All I could see was Jorge’s face as they talked. Serious faces; occasional nodding. Intense glances. They were fucking questioning him.
My belly flopped. Was this about to be a problem, like a real, honest-to-god IMMIGRATION PROBLEM? [Cue horrifying flashback to Bolivian Immigration problems.] My mind started doing somersaults as I waited for some word from them, or my husband. Kelli, Sam and I huddled nervously as we waited.
Finally, the officials motioned us over. “Get back on the bus.”
THANK GOD. We re-boarded the bus quickly, settling into our seats with something like delirious relief pulsing through the air.
“What did they say to you?” I asked Jorge as the bus rumbled to life once more. The passengers at the front of the bus side-eyed us, probably wondering what we had done to warrant such a search.
“They were looking for weed,” he said, and went on to explain that the officials were looking for marijuana in all our bags–all the way down to Sam’s lip gloss. Convinced that we had it stashed somewhere, that we had been smoking it somewhere. Behind the bus, the officials had tried to bargain with him–if you guys have any on you, just let us know and we can work something out for you. We’ll make you a deal. Just admit it.
We gaped at him, incredulous, horrified, totally confused. Why on EARTH would they suspect us for SMUGGLING AN ILLEGAL DRUG INTO CHILE?
Clearly, they didn’t find the treasure they were looking for, because we don’t smuggle illegal substances across international borders.
Of all the passengers on the bus, they chose us. And why was that?
Was it because we were foreign? Maybe because of my dreadlocks? Was it because we were three American tourists, lost in a conversation in our own language, trying to be nice by offering chocolates?
Who knows. We sure don’t.
The incident weighed on us, hanging somewhere between astonishment and fear. What if this had been a different country, a place where cops bribe people to confess something, while they plant a drug in their belongings? What if this had been a situation where not finding anything in our luggage didn’t matter, and we’d be carried off to jail anyway?

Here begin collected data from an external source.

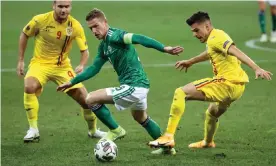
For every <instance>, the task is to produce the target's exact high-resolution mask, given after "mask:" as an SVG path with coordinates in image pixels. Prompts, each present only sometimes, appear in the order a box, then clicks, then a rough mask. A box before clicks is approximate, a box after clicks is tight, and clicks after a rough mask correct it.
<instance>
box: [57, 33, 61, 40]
mask: <svg viewBox="0 0 276 166" xmlns="http://www.w3.org/2000/svg"><path fill="white" fill-rule="evenodd" d="M60 38H61V31H58V32H57V39H60Z"/></svg>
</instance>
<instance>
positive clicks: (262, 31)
mask: <svg viewBox="0 0 276 166" xmlns="http://www.w3.org/2000/svg"><path fill="white" fill-rule="evenodd" d="M259 24H260V27H261V32H262V33H266V32H265V12H264V11H260V12H259Z"/></svg>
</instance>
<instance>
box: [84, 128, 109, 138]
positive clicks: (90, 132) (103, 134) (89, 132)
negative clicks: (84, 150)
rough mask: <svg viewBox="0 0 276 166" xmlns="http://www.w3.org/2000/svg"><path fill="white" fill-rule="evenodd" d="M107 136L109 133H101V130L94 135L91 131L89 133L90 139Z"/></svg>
mask: <svg viewBox="0 0 276 166" xmlns="http://www.w3.org/2000/svg"><path fill="white" fill-rule="evenodd" d="M106 135H107V132H104V131H101V130H100V129H97V130H96V131H95V133H93V134H92V133H91V132H90V131H88V137H90V138H103V137H104V136H106Z"/></svg>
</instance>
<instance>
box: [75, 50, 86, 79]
mask: <svg viewBox="0 0 276 166" xmlns="http://www.w3.org/2000/svg"><path fill="white" fill-rule="evenodd" d="M88 58H89V52H88V50H84V51H81V61H80V64H79V65H78V66H77V67H76V69H75V72H76V73H77V74H78V73H80V72H82V71H83V69H84V66H85V65H86V63H87V61H88Z"/></svg>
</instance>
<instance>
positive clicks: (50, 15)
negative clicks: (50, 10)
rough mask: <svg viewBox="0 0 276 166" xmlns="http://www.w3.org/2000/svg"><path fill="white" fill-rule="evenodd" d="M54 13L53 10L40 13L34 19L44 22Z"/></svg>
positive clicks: (33, 17)
mask: <svg viewBox="0 0 276 166" xmlns="http://www.w3.org/2000/svg"><path fill="white" fill-rule="evenodd" d="M52 14H53V12H47V13H42V14H38V15H35V16H34V17H33V20H34V21H36V22H43V21H45V20H48V19H50V18H51V15H52Z"/></svg>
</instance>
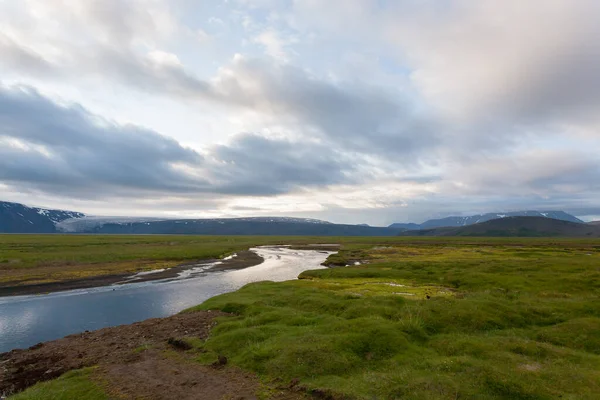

Those places exist in the world. And oftentimes, it’s up to luck about what happens to you on the road: what society you’re traveling in, what border official is looking you up and down, what night of the week you happen to be traveling.
Once we made it to the actual border and our luggage was offloaded again to be X-Ray’d and sniffed out, none of the dogs noticed us, our backpack, or Sam’s “questionable” (yet adorable) lip balm.
It’s times like these that make you wonder all the ways that things can go REALLY wrong! Have you guys ever had a touchy situation like this traveling abroad? I want to hear about it!